# For Sale - 240mm Martell Yo-Gyuto CPM-154



## Dave Martell (Dec 3, 2015)

*Stats*

Length - 240mm

Height (at heel) - 55mm

Steel - CPM-154 (Crucible Particle Metallurgy aka stainless powdered steel)

Hardness - Rc61-62

Handle Style - Yo (hidden tang western)

Handle Materials - Gold dyed maple burl with streaked blond buffalo horn ferrule & nickel silver accents



It's a tough day for picture taking here in PA. The sun is in & out and the wind is howling so my pics are slightly blurry and dark. The handle color is pretty much true to real life. The wood is pretty nice on this one, neither loud nor simple - somewhere in the middle - and finished to match this attribute. Of course the horn has been highly polished and it's some pretty nice stuff with a real deep dark streak lined up with the spine of the blade for visual enjoyment while in use. :cool2:





Price - *$575*(shipping included to USA / International will pay all costs over $25)  
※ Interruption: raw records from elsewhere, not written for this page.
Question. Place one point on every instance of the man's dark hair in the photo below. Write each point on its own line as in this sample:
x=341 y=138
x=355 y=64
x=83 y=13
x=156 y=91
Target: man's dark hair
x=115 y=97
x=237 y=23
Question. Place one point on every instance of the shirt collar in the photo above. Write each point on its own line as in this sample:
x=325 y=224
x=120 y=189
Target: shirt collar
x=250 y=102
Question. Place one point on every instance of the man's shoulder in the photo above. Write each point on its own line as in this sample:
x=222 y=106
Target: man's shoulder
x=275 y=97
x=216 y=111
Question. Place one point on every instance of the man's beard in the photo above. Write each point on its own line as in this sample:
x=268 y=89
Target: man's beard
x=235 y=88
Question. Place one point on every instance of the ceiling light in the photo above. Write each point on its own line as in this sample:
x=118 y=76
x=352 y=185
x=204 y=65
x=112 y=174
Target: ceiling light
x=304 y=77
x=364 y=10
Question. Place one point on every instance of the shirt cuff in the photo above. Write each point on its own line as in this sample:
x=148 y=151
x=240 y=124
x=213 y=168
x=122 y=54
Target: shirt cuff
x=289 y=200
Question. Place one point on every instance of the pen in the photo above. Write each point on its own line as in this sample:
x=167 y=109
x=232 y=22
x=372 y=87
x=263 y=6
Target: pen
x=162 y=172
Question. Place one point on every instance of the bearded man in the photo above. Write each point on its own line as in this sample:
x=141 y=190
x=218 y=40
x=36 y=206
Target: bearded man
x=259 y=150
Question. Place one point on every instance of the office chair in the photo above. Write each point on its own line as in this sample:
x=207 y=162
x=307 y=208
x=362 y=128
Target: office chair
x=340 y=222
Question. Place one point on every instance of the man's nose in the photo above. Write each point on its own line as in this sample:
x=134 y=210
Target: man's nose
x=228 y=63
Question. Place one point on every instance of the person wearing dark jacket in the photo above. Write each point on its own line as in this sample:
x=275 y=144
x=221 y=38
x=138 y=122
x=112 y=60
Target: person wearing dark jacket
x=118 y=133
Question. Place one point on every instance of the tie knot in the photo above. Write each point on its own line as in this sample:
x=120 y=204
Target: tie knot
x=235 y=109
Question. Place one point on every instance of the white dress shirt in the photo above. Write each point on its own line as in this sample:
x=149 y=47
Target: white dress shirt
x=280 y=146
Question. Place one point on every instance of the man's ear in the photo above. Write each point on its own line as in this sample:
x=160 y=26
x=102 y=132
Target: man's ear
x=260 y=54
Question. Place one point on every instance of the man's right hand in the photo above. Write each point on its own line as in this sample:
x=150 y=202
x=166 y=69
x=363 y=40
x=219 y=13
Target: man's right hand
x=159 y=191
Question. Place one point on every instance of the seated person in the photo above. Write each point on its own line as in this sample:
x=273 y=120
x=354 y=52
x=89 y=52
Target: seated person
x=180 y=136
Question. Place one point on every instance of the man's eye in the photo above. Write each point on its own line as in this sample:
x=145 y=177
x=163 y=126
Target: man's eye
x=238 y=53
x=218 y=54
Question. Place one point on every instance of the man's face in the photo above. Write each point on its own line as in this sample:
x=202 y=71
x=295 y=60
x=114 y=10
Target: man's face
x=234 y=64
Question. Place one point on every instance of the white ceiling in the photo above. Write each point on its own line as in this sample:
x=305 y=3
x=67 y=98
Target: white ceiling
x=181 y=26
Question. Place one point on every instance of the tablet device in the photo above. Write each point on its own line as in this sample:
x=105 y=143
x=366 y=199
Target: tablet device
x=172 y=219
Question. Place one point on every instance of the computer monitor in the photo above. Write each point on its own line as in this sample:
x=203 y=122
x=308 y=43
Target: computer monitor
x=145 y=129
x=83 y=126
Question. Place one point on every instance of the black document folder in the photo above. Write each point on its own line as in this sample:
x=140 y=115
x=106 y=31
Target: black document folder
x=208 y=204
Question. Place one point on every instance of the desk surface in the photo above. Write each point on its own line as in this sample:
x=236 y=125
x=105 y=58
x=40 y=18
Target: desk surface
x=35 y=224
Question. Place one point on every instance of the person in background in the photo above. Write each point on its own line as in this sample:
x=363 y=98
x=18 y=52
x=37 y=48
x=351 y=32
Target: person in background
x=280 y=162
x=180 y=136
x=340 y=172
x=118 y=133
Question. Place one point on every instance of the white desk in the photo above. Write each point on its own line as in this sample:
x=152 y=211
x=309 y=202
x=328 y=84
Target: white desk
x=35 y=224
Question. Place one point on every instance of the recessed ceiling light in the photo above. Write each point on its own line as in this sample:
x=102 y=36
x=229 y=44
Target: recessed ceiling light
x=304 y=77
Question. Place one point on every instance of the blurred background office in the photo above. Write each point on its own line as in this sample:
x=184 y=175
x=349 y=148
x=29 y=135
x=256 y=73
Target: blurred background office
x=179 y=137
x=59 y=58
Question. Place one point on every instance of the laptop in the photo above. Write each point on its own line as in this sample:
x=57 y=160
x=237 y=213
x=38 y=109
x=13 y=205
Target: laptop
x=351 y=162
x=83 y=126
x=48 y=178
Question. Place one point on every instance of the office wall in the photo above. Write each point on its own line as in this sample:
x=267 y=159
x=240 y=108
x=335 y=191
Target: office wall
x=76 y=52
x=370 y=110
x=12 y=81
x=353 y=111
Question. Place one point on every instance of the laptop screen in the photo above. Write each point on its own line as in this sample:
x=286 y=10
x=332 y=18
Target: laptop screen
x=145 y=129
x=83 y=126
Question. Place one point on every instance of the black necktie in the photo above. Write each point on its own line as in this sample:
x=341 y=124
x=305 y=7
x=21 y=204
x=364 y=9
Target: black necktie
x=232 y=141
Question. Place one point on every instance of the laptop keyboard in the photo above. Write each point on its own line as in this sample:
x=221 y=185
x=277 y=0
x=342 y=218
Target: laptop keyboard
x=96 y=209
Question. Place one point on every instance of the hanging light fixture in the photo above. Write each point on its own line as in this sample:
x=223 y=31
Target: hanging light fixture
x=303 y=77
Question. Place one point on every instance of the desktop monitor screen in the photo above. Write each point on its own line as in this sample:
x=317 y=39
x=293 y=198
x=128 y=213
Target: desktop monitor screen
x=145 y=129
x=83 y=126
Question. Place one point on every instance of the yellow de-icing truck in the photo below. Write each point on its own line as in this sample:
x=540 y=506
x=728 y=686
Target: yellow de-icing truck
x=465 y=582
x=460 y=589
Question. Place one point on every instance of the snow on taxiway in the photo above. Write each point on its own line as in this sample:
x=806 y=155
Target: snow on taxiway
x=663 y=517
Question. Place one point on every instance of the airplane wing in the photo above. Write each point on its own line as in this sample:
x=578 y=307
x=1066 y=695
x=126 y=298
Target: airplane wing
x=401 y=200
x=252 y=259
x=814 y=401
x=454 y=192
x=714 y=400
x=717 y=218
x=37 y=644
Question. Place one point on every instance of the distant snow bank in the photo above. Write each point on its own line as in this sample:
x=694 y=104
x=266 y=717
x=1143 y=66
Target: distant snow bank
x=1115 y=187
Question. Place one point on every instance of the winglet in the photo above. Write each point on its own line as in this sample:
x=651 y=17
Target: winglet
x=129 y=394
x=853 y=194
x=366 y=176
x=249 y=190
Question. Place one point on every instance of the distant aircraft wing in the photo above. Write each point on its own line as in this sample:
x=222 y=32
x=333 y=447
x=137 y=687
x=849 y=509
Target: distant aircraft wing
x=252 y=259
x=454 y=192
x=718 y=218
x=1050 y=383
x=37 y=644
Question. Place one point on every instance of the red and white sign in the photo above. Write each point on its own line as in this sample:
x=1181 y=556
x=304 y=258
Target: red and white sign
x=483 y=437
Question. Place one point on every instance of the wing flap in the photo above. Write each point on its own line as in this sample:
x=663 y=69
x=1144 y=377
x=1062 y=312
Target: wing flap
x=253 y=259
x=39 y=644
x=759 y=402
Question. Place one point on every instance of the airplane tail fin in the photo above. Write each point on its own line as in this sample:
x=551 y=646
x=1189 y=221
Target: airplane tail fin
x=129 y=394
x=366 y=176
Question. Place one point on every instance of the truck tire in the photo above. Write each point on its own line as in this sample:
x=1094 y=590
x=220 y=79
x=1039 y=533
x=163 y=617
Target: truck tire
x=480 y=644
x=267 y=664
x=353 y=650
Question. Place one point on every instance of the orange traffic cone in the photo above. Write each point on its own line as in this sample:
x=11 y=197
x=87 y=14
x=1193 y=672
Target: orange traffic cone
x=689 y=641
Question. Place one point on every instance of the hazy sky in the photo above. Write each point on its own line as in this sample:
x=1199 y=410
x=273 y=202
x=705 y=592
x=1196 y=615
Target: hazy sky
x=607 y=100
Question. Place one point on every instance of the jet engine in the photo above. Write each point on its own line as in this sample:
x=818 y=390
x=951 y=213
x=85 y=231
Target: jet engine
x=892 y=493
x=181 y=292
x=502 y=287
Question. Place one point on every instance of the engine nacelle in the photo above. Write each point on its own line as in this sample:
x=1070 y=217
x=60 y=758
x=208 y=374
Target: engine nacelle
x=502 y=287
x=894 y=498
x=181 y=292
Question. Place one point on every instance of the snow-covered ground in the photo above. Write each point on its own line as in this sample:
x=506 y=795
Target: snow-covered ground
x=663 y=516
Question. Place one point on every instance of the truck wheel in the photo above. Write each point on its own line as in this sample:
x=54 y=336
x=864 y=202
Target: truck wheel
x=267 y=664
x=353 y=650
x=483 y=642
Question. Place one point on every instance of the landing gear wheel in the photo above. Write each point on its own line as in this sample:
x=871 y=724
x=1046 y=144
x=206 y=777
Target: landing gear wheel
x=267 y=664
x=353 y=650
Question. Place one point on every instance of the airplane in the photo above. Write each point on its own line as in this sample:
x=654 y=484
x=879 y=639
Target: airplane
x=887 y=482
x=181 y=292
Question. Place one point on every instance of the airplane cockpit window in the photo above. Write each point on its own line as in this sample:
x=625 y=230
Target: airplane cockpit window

If you're interested in purchasing this knife please contact via PM or email along with your Paypal email address (for the invoice). If international, please specify country.

Thanks for looking!

Dave


----------



## Bill13 (Dec 3, 2015)

Very tastefully done Dave.


----------



## Dave Martell (Dec 3, 2015)

Bill13 said:


> Very tastefully done Dave.




Thanks Bill


----------



## Dave Martell (Dec 3, 2015)

*SOLD*


----------



## Bill13 (Dec 12, 2015)

Dave, how are you liking working with the CMP as compared to the 01?


----------



## Dave Martell (Dec 12, 2015)

Bill13 said:


> Dave, how are you liking working with the CMP as compared to the 01?




Well.....O-1 is no pleasure but the CPM-154 is even less so.


----------